OBJETIVO: A tubulização de retalhos de pele é um artifício técnico muito empregado na correção de hipospádias. Existem controvérsias quanto aos riscos e benefícios do uso de sondas para moldar a neo-uretra e promover a derivação urinária. O objetivo deste trabalho é avaliar o processo inflamatório, a fibrose e a circunferência interna de retalhos tubulares, em pele de dorso de ratos Wistar, com a utilização de cateteres de dois tipos de material, silicone e polivinil.

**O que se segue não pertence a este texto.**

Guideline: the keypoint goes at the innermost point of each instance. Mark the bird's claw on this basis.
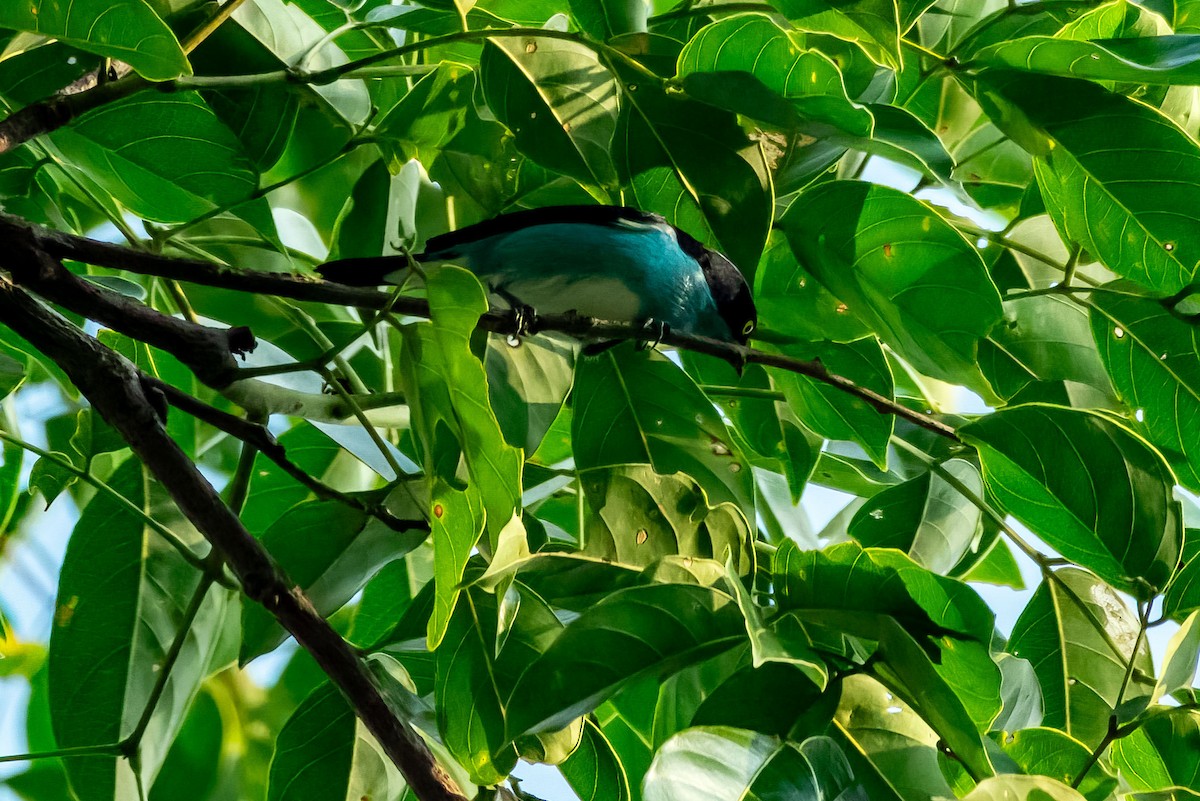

MÉTODO: Vinte animais foram submetidos à confecção de três retalhos tubulizados de pele em região dorsal: um deles com cateter de silicone usado como molde interno, outro com cateter de polivinil, e o terceiro sem cateter. Foram divididos em dois grupos e mortos, respectivamente, no sétimo e vigésimo primeiro dias após a cirurgia. Realizou-se mensuração da circunferência do retalho e estudo histopatológico para a avaliação da fibrose e do processo inflamatório nos dois grupos de animais.

RESULTADOS: Nos retalhos onde não se usou molde, observou-se que as circunferências eram menores no vigésimo primeiro dia. A reação inflamatória e a fibrose foram mais intensas nos retalhos tubulares em que se usou cateter de polivinil. Não se verificou diferença significativa entre os retalhos sem cateter e aqueles em que o cateter de silicone foi usado.

CONCLUSÕES: A presença do cateter de silicone não aumenta a intensidade da reação inflamatória e da fibrose nas margens suturadas de retalhos tubulares da pele de ratos Wistar. É possível deduzir que a presença do cateter de silicone diminuiria a possibilidade de formação de fístulas ou de estenoses e colaboraria para a manutenção de um calibre neo-uretral mais amplo no pós-operatório tardio.

Descritores: Hipospádia; Retalhos cirúrgicos; Retalhos cirúrgicos/ reabilitação; Procedimentos cirúrgicos operatórios/ métodos; Silicone.

ABSTRACT

BACKGROUND: To compare fibrosis, inflammatory process and circumference of tubularized whole skin flaps on the back of Wistar rats, using of catheters of two different compositions (silicone and polyvinyl), and catheterless.

METHODS: Twenty Wistar rats were submitted to three tubularized whole skin flaps on their back. In one group, a silicone catheter was used as a stent, in a second one polyvinyl catheter was employed and in a third one no catheter was used. They were subdivided into two groups, which were then killed on the seventh and on the twenty-first postoperative days, respectively. The circumference of the tubes was measured at both postoperative days. The excised skin tubes were fixed for histological analysis, which evaluated fibrosis and inflammatory process.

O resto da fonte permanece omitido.